As my wife and others like to say…. “ya think?” Maybe there’s a
good reason that many managers resist treating people coldly as
puzzle pieces. Dr. Deming used to teach that managers had to
understand the motivations and goals of each employee as an
INDIVIDUAL. These software systems are robbing managers of their
ability to do this…
Deep into the article, there’s another “fun” tidbit:
AnnTaylor calls its system the Ann Taylor Labor
Allocation System — Atlas for short…. “When we launched that, we
messed with five of them.” Giving the system a nickname, Atlas, he
said, “was important because it gave a personality to the system,
so [employees] hate the system and
not us.“
Give the system some personality? I’m sure the employees still hate
the company leaders… not the system.
So when employees are paid individual commissions AND competing for
the best schedule slots based on how much they sell… and those
best slots allow them to sell more…. what’s the worst that could
happen?
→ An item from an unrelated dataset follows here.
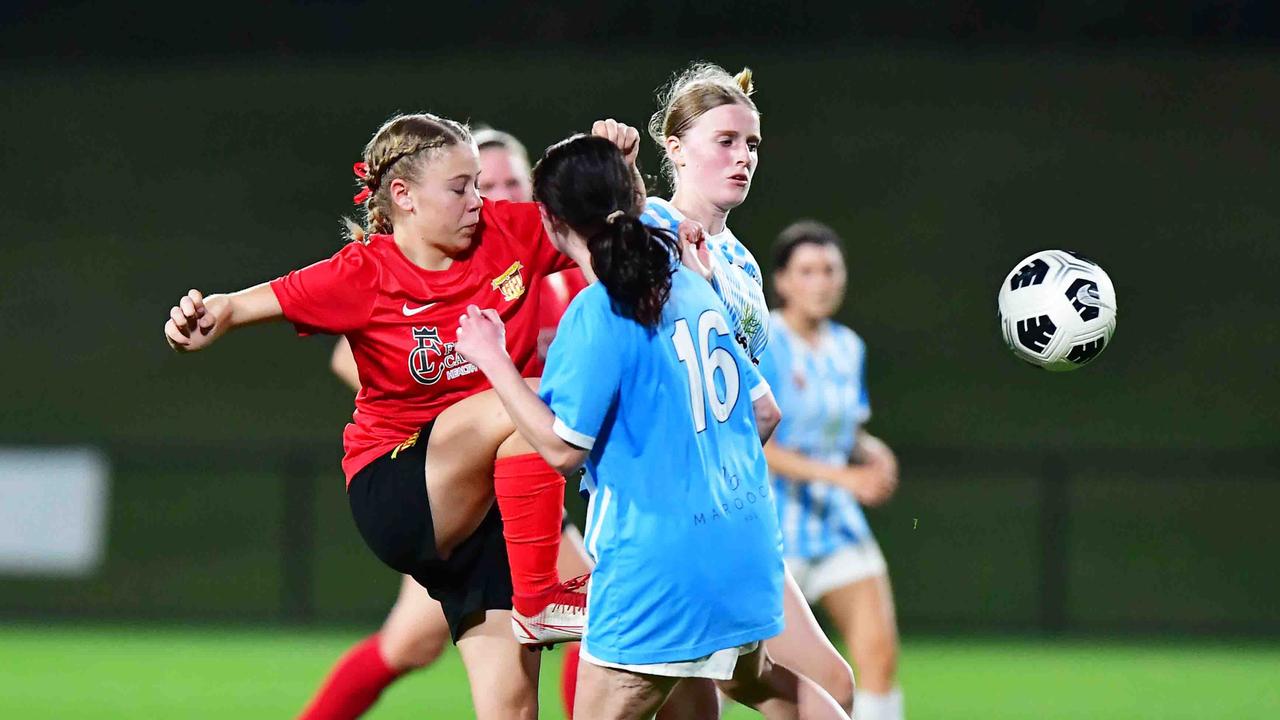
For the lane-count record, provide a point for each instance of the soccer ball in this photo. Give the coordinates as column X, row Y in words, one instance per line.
column 1057, row 310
Well, it’s what Dr. Deming preached about — don’t use
internal competition and measures to drive harmful competition in
what should be a team.
When I worked retail in high school and college (a
now-defunct/merged computer store called Babbage’s…. we sold
Windows 3.0 and the original Nintendo), we weren’t paid on
commission. It helped created a great team environment where we
were all focused on helping customers and each other. They didn’t
need a commission system to motivate us.
But at AnnTaylor:
Current and former employees of the Langhorne store say that
within months of the system’s installation in May 2007, the culture
shifted from collegial to highly competitive. “You could see people
stealing sales from other people,” says Julie Abrams, a former
cashier at the store. Salespeople were “trying to get each other
out of the way to get to the client,” she says….[from later in the article] After one salesperson greeted a
shopper, she explains, another
would butt in to offer an opinion, then take over the
transaction.
That shouldn’t be a surprise to anyone with some common sense
about people.
And there’s more… examples of the misuse of standard times.
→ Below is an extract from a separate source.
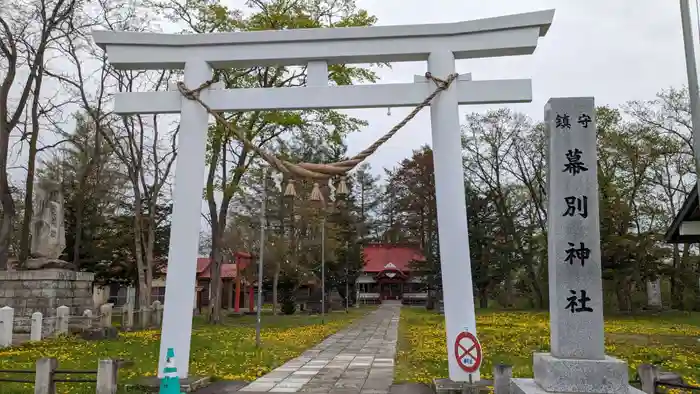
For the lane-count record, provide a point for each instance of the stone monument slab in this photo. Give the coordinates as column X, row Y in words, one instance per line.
column 654, row 293
column 577, row 362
There’s a big difference between using time study and Industrial
Engineering methods in an auto assembly line (where you have a
predictable, repeatable 45 seconds of work content) and in areas
where the work isn’t as predictable.
Before it installed the system, AnnTaylor spent a year
studying labor efficiencies. It established standards for how long
it should take for employees to complete certain tasks: three
seconds to greet a shopper; two minutes to help someone trying on
clothing; 32 seconds to fold a sweater; and most importantly, five
minutes to clinch a sale. Its goal was to figure out how many
employees it needed in a store at any given time, based on customer
traffic.
OK, folding a sweater — that probably has a pretty consistent
standard time. But “five minutes to clinch a sale”?? Seems like
there would be a lot of variation around that.
AnnTaylor decided that employees were taking too
long to open stores. Workers who came in two hours before opening
“got a coffee and sat down and caught up with what was on TV the
night before,” Mr. Knaul noted. The time was cut to one hour.
OK, that last part sounds fair too. You can probably pretty well
standardize the tasks and the amount of time it should take to prep
the store for opening. Time standards for other tasks are fine for
rough planning purposes, but you have to be careful in allowing for
normal variation. This is true in healthcare settings — if you’re
planning nurse staffing, for example, you can estimate how long
tasks and activity SHOULD take. But if you’re not leaving any slack
time, service and quality (or patient care) will suffer.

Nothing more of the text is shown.